He was an old boy huh, looks like 17 rattles? Killed lot's of diamond backs and Mojave Green's in CA, they would go into the target setter's bunkers for the shade where the kids setting targets would be when the range was hot.
Rattle snakes are common where I live. Been a long time since I seen one that big. You could get a bunch of fillet off that one. And believe it or not, they don't taste like chicken. They taste like rattle snake.
This thread reminds me there's some rattles and a stub of tail wrapped up in a rag in my reloading room somewhere....meant to dry those a few weeks ago but it has liteally rained every day for a month. Better find them and get some salt...
Having had the good fortune of not yet meeting any of the locals .........
I have a respect for the buzz tails . All of my encounters with them have been in their desert . Out west the Great Basins , Diamondbacks , and to the south Mojave Greens , sidewinders and another I feel I'm forgetting , seem for the most part content to let you walk on by occasionally giving a zzzzzzzzt just to say hey I'm not digging you so close and it's too hot for me to take off . Out there your about 800x better off if you actually get bit to be bit by a 3'+ because by then they know pretty well how much to bite . The big ones are known to strike closed mouth . Which isn't to say that you won't get an actual bite but it's more likely not to happen with a bigger than smaller snake . If I got hit by a 7-8' snake I'd probably just go ahead and have a heart attack on the spot .
I've encountered 3 or 4 rattlers in the woods and high desert over my lifetime; never one as big as that. Killed one of them. Little one that I dang near stepped on.
Like RBHarter said, little ones are the most dangerous. They don't always warn you that they're there and if they bite, they don't meter their venom, just squirt the whole load into you.
I was with an old friend of mine chasing antelope . A huge great basin or Diamondbacks went across the road about 50 yd from us . It had rained so there were road weeds and truck tracks about 7' wide . That one is without a doubt the biggest non-tropical snake I've seen both ends in the weeds and 4-6" deep .

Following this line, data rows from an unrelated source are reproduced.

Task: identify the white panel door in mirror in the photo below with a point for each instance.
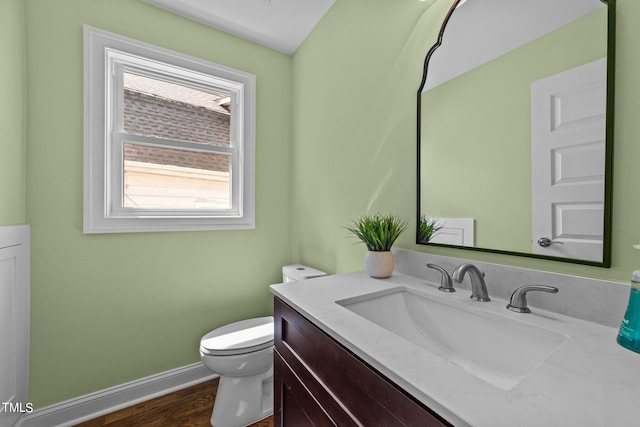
(568, 131)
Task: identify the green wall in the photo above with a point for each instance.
(108, 309)
(12, 114)
(486, 114)
(355, 80)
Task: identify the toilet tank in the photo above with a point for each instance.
(295, 272)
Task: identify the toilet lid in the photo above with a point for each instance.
(245, 336)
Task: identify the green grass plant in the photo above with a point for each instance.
(378, 232)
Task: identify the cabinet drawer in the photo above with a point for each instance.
(351, 392)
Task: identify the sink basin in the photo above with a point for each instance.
(494, 348)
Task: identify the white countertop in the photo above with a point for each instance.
(588, 381)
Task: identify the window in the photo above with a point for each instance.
(169, 140)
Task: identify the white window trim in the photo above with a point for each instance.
(99, 216)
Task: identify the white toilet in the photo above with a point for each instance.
(242, 354)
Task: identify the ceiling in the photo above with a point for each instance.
(480, 31)
(279, 24)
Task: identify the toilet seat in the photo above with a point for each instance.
(245, 336)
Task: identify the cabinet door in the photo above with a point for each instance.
(294, 404)
(348, 389)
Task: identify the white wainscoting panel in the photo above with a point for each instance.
(14, 322)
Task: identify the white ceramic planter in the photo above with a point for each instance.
(379, 264)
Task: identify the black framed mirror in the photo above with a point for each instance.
(515, 130)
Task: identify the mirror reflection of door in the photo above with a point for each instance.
(568, 132)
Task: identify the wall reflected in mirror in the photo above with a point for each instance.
(513, 129)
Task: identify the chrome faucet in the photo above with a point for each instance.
(518, 302)
(478, 286)
(445, 281)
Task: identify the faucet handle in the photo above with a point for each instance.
(518, 302)
(445, 282)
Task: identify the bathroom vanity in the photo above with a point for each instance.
(319, 382)
(339, 360)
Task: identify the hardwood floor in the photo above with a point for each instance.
(190, 407)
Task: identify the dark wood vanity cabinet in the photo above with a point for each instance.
(320, 383)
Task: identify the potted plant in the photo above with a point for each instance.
(428, 228)
(378, 232)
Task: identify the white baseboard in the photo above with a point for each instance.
(93, 405)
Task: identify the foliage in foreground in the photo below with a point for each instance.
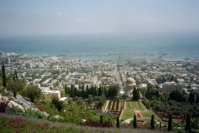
(19, 125)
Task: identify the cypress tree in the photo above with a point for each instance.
(188, 122)
(118, 123)
(15, 77)
(4, 76)
(152, 122)
(136, 94)
(101, 119)
(135, 121)
(170, 123)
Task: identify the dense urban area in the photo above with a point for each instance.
(148, 93)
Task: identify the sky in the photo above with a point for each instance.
(56, 17)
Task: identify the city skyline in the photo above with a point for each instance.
(97, 17)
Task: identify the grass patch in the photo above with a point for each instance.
(127, 115)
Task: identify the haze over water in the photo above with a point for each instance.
(99, 27)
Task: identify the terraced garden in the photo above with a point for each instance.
(116, 105)
(148, 115)
(127, 115)
(134, 105)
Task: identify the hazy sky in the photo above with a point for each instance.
(35, 17)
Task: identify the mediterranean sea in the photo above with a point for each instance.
(182, 45)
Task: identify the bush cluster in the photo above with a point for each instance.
(97, 124)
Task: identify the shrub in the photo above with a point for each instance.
(3, 104)
(92, 123)
(97, 124)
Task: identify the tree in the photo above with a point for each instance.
(101, 119)
(152, 122)
(15, 76)
(33, 92)
(136, 94)
(58, 104)
(113, 91)
(188, 123)
(170, 123)
(135, 121)
(16, 86)
(118, 122)
(192, 96)
(102, 100)
(90, 99)
(4, 76)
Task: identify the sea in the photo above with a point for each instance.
(174, 45)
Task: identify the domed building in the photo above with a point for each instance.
(130, 84)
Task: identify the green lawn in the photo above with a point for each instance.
(127, 115)
(148, 115)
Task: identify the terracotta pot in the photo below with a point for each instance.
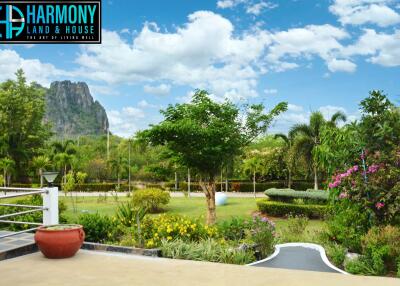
(59, 241)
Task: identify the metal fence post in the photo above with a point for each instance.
(50, 204)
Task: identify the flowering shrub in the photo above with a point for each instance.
(171, 227)
(375, 185)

I have always been intrigued by snakes, and never what I would call be afraid of them. Though I will admit to being a High Stepper at times,lol. Think you see a snake, ease up looking, then step on a stick that jumps up about a foot in front of ya. Gives a body a dose of adrenaline,lol.
My dad was like many, it wasn't dead if it was still moving. Then most times it was thrown into the burn barrel and fired up right now.
I have ran across a few rattle snakes, mostly timber rattlers, nothing big.
Copper heads are a different story. I will do them in for sure and I am like others, they come in twos. A lot of times I will smell them before I see them. And the bigger the smellier they are. They are a master at camouflage. I have been with in two feet of big ones and not see them till the move, oak leaves.
I killed two in a matter of minutes in 1993, year of flooding. Late spring,early summer. Buddy was mowing around some gates as we were going to move some calves the next day. This place is on a dead end road, so it always accumulates all kinds of unwanted junk. Wasn't bad this time, a few wheels and metal scrap. We walked around in the knee high grass making sure we got it all. Pulled out a bunch of wire, defiantly not good for rotorary mower.
He fires up the old 806 with the batwing mower and makes a pass where the scrap was. I then went to move both trucks to where he had just mowed. I did a uturn and happened to look in the road. Huh, where did those camoflaged pants come from? Pants hell, a pair of copper heads side by side coming out of what we had both been digging around in minutes before.
Dispatched both with my trusty model19. One was 38" long and the other was over 40", seems like the big one was about 6" around.
Called a taxidermist buddy and dropped them off. They now reside on a vest he made from the two of them.
That was my first go around ever with copper heads. When we were picking the iron up we both noted an odd stink. It was those two snakes for sure.
First rattle snake I ever saw was in December in the late 70's. Buddy and I were quail hunting along a rock wall. It was cold but the sun was out and clear. Snake was on top of a flat rock and my old English pointer pointed it. Kids being kids we figured it was dead, till it sticks its tongue out. Poked it with a stick and it could hardly move.
Makes me think, that was the only time that old girl ever lied to me when she was on point.